At the end of the day, we were forced to make this 'decision' for our son and we did what we knew in our hearts was the most humane decision that we could have possibly made for him.
Every part of my being wishes we didn't have to, but the other option was prolonging his suffering, which just seemed more cruel (in our opinion).
Now for any mums (and dads) reading this, that were faced with the same fate and chose to continue with their pregnancy, please believe me when I say, I mean no disrespect and I acknowledge that it would have also been a tough choice to make, and I know you would have made the best decision for your family at that time, with the information you had and I think that is also very brave.
This is obviously a sensitive topic and I understand it is human nature to jump to opinions and judgments.
But this is because there is little to no education that this might be a 'decision' you may one day have to consider for your little bundle of joy, until you get called into that little room at the hospital, where you know bad things happen and the impending doom hits you in the face and your forced with two terrible ‘options’, that don't even feel like options because they both have a devastating outcome. The worst possible news to receive that your brain cant even comprehend.

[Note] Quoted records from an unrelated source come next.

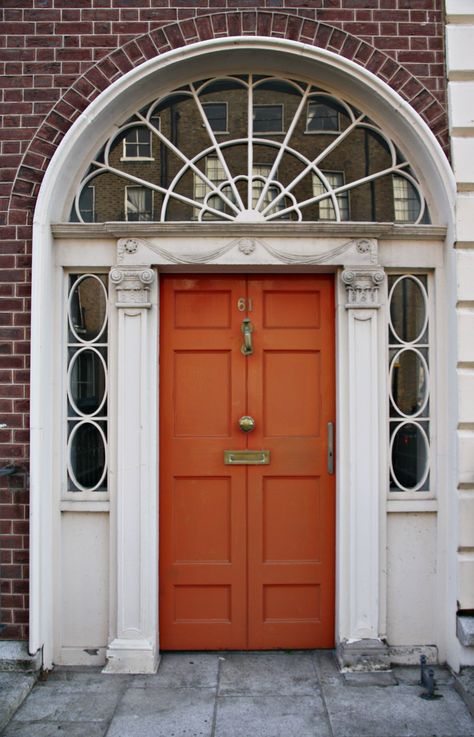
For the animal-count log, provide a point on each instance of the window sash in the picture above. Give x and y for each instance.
(326, 207)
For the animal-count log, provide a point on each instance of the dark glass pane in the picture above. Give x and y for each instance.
(408, 310)
(87, 204)
(87, 455)
(322, 117)
(87, 381)
(409, 382)
(87, 308)
(409, 456)
(216, 114)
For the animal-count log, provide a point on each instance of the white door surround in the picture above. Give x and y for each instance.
(135, 254)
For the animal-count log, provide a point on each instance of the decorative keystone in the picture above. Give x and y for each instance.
(363, 287)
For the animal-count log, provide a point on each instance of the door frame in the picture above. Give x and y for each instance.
(243, 630)
(63, 246)
(360, 366)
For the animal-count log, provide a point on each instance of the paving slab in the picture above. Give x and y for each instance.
(164, 713)
(271, 716)
(395, 712)
(183, 670)
(283, 673)
(14, 688)
(464, 685)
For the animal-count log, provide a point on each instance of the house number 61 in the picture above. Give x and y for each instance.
(244, 304)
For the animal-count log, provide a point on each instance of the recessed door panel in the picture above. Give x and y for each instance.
(246, 551)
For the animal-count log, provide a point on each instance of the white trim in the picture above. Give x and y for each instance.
(88, 132)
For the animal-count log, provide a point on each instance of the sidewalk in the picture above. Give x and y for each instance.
(268, 694)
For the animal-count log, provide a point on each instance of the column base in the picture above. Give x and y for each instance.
(363, 655)
(131, 656)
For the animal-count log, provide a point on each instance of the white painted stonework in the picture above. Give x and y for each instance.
(372, 588)
(460, 69)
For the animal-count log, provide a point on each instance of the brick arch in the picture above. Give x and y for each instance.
(274, 24)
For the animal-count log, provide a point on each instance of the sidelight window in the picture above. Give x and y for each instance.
(87, 384)
(409, 381)
(199, 174)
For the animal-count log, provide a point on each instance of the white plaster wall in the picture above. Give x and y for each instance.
(460, 70)
(84, 587)
(411, 579)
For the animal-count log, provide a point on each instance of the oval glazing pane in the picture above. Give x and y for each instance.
(409, 456)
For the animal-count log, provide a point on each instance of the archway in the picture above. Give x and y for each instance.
(171, 69)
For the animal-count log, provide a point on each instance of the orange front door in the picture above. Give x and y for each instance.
(246, 551)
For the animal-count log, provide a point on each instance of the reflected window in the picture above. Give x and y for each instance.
(137, 143)
(268, 118)
(149, 167)
(138, 203)
(215, 172)
(87, 204)
(327, 211)
(405, 200)
(216, 113)
(263, 171)
(87, 379)
(321, 118)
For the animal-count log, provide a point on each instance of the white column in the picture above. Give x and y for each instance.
(360, 645)
(134, 648)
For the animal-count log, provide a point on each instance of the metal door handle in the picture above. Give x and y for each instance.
(330, 447)
(247, 330)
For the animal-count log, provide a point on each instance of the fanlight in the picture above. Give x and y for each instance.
(249, 148)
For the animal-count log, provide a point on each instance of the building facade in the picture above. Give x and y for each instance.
(242, 236)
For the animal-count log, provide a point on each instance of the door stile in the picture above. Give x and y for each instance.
(203, 561)
(291, 581)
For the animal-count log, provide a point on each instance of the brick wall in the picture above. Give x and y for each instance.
(58, 55)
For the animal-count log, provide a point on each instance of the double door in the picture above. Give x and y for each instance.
(247, 500)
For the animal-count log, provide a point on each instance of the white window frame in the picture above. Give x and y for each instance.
(344, 196)
(433, 418)
(209, 104)
(138, 186)
(334, 132)
(125, 156)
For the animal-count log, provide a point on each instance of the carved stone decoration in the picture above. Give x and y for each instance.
(127, 247)
(363, 287)
(246, 246)
(132, 285)
(362, 252)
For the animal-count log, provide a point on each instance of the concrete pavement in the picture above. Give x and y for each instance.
(267, 694)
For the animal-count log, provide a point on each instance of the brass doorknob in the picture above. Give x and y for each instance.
(246, 423)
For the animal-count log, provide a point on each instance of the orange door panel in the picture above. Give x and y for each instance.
(246, 552)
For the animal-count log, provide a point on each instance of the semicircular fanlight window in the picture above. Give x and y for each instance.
(249, 148)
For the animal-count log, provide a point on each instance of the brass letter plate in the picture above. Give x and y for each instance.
(246, 457)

You are asked to consider both options, continue or terminate your pregnancy.
You reluctantly agree to the hardest most heartbreaking thing you could ever fathom wishing they would just take you instead.
Then you are forced to go home and wait...

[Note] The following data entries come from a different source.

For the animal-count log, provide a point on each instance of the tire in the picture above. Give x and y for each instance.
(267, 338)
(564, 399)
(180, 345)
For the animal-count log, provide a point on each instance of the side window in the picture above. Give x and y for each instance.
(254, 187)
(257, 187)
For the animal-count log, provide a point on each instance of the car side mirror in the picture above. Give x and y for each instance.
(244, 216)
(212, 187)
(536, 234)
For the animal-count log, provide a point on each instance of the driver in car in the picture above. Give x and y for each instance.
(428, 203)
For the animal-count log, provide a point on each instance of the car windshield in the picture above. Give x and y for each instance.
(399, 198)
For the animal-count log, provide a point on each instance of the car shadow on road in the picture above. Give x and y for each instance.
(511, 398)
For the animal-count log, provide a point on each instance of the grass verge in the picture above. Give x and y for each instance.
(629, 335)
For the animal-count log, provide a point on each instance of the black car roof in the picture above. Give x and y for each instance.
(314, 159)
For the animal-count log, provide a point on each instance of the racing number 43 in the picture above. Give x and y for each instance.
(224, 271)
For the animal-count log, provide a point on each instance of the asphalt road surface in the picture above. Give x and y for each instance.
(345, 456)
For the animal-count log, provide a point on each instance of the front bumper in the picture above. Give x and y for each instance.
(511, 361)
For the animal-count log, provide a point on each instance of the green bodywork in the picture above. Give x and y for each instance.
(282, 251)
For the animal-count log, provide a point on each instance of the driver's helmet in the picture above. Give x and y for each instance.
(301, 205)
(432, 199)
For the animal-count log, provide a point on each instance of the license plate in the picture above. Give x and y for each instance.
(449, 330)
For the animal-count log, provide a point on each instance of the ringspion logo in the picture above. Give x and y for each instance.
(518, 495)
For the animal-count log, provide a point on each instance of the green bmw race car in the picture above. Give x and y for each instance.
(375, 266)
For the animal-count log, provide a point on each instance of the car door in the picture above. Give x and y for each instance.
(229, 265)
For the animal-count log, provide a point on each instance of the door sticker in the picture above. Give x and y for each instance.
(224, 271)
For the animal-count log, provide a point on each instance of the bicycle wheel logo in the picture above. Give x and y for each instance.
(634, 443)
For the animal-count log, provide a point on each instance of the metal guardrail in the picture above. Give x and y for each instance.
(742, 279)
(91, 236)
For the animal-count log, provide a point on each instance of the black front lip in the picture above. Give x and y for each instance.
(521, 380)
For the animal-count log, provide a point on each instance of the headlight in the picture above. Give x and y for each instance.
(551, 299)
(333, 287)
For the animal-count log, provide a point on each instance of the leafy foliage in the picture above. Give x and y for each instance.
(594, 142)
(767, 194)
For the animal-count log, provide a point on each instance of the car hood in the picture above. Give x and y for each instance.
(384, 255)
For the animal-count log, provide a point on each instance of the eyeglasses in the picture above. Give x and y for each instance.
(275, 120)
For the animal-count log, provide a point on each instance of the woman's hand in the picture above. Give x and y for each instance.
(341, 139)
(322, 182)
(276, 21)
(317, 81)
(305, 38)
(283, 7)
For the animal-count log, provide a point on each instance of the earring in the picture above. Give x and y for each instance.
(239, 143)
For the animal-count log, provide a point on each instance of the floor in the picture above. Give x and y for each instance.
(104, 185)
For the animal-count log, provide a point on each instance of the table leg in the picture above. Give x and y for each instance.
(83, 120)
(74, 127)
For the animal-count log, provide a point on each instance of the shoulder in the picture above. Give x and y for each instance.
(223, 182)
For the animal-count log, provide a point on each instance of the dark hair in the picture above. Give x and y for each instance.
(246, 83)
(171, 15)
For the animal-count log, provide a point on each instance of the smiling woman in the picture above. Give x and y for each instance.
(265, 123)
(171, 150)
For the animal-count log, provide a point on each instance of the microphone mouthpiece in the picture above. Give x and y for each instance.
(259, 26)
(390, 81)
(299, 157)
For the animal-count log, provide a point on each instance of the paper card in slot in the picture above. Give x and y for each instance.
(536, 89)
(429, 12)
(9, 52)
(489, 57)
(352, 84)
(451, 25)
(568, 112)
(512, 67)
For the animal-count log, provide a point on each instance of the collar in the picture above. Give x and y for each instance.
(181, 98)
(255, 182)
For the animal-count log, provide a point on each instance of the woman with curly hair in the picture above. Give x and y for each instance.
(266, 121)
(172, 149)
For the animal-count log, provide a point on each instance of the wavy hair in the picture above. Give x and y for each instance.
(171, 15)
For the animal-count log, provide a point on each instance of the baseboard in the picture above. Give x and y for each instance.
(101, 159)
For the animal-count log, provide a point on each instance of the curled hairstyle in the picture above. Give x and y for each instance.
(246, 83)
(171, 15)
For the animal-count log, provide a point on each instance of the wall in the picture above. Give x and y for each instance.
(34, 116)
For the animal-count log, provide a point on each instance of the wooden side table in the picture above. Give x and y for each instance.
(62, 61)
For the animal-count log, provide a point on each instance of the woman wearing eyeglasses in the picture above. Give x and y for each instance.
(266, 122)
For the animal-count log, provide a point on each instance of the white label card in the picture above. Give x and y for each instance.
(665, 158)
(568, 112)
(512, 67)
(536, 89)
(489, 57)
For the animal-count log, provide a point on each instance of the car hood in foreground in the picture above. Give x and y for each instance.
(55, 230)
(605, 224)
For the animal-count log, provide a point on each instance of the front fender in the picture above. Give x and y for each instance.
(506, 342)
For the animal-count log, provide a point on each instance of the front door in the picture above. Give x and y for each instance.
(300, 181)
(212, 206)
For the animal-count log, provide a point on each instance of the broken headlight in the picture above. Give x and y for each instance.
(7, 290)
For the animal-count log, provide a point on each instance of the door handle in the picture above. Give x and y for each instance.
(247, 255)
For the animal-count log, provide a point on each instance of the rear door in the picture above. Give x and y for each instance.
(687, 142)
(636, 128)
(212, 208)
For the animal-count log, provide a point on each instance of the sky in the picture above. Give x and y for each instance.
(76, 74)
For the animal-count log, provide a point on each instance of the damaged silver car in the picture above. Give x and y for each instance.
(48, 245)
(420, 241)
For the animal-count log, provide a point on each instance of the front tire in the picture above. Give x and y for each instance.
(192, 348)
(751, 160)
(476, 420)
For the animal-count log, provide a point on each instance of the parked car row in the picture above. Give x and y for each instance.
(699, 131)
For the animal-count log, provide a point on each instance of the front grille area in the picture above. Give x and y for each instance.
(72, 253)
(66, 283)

Wait for them to be ready to schedule you in for the worst appointment of your life.
Then you give birth to your silent and still baby who was already making their way to heaven.

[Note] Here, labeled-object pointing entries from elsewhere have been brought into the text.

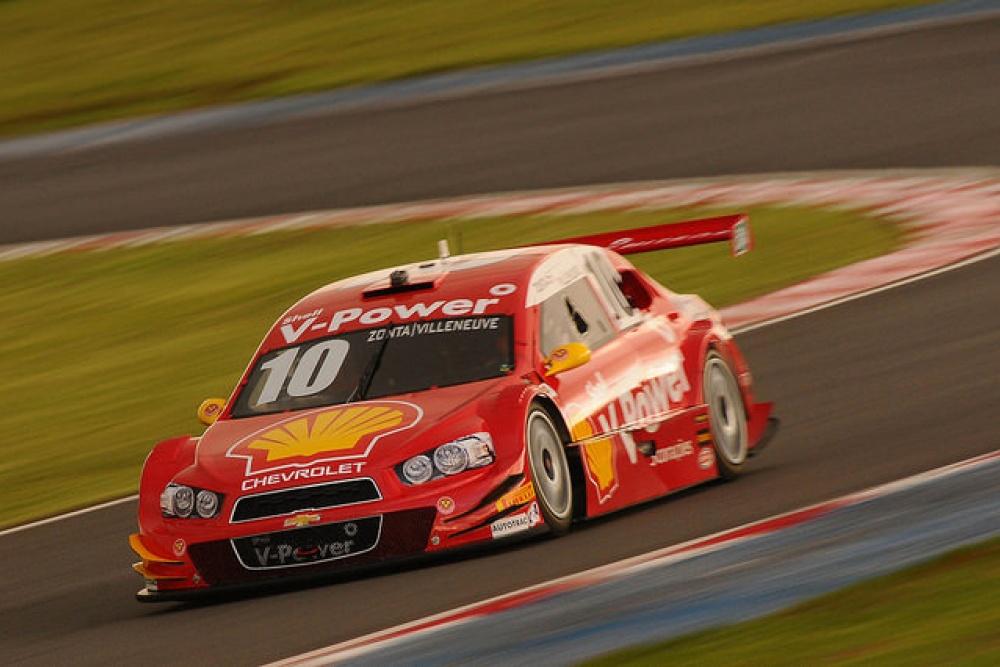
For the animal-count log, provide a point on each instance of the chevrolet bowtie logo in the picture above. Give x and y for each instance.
(301, 520)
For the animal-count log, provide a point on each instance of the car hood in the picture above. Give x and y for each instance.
(339, 440)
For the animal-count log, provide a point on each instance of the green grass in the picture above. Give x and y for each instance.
(944, 612)
(72, 62)
(105, 353)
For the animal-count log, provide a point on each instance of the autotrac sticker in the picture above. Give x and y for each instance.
(517, 523)
(340, 437)
(294, 327)
(521, 496)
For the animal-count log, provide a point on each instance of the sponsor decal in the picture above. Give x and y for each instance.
(516, 497)
(179, 547)
(516, 524)
(645, 407)
(294, 327)
(445, 505)
(301, 520)
(681, 450)
(600, 458)
(307, 546)
(316, 472)
(339, 434)
(706, 458)
(433, 327)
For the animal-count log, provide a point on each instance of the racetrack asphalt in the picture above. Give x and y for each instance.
(922, 98)
(869, 391)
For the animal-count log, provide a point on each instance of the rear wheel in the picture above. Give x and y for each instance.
(726, 415)
(549, 471)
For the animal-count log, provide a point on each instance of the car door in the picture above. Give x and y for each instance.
(618, 403)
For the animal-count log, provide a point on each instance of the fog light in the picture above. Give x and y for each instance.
(418, 470)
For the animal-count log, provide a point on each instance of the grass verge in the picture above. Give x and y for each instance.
(105, 353)
(941, 613)
(72, 62)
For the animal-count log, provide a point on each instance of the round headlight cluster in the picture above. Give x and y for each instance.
(418, 470)
(178, 500)
(472, 451)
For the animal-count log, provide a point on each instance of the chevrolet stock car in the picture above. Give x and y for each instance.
(456, 401)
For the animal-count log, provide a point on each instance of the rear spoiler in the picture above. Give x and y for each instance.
(732, 228)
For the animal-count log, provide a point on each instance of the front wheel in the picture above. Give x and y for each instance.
(549, 471)
(726, 415)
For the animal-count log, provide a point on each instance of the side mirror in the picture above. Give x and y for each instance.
(210, 410)
(566, 357)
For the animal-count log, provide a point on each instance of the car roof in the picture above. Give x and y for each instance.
(496, 282)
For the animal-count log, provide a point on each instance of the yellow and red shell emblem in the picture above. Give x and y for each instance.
(341, 432)
(599, 458)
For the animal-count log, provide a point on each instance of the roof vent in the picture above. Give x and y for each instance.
(399, 278)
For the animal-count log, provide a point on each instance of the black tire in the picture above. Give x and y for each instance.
(550, 472)
(727, 416)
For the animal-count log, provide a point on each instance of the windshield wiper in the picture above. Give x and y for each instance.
(364, 382)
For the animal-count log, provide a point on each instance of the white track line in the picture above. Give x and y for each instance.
(359, 646)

And then you have to let them go.
It's the worst possible pain to go through.
But it does happen, and it happens to a lot more couples than you would imagine.
Then you have to relive the nightmare in your sleep over and over again. It never leaves you. We are just two normal healthy people, and this happened to us.
Just to help put it into perspective, Chayce was born on Christmas Eve 2020 in a Melbourne hospital, and there was a couple in the hospital room next door to us, going through the exact same thing, at the exact same time.
I wish I could have gone in there and gave them both a big hug. I often think about them and wonder how they are doing.
The most frustrating part, is I cant even find a solid Australian statistic for the poor parents who have gone down this road. So that there tells you exactly the lack of interest our society has around this topic.
Hence my mission. No matter how uncomfortable it gets.
No matter how many people express their disapproval.
No matter how many times I receive an insensitive comment or someone unfollows me because they feel offended. I’ll be here, talking about the topic nobody wants to talk about.
Because it happened to us, it happened to my Chayce.
And this devastating truth happens to a lot of other families. And I feel it’s important that these heartbroken families know that they are not alone and that not everybody is going to negatively judge them for making the BIGGEST sacrifice they’ll ever have to make, purely out of love.
I, more than anyone hate the fact that this is now my life story.
It doesn’t sit well with me either that I have to live the rest of my life without our first born.
But we did it for him. Because the alternative option would have been even more cruel to live with, for both Chayce and us, as his parents.
I see you TFMR mummas and I am always here if you need x
Tayla as hard as it is for you to post you are helping offers. Don’t stop talking about little Chayce. He is a huge part of your family. He is a huge part of your families life. Before Chayce I never knew about TFMR. Your blog is helping you, helping others. And it is helping your family understand how you are feeling. 💙💚🦋
Sending love and hugs xxx we went through this back in July 2006 with our beautiful princess Hannah Grace at just 16 weeks. Our gorgeous girl who was far too precious for this earth.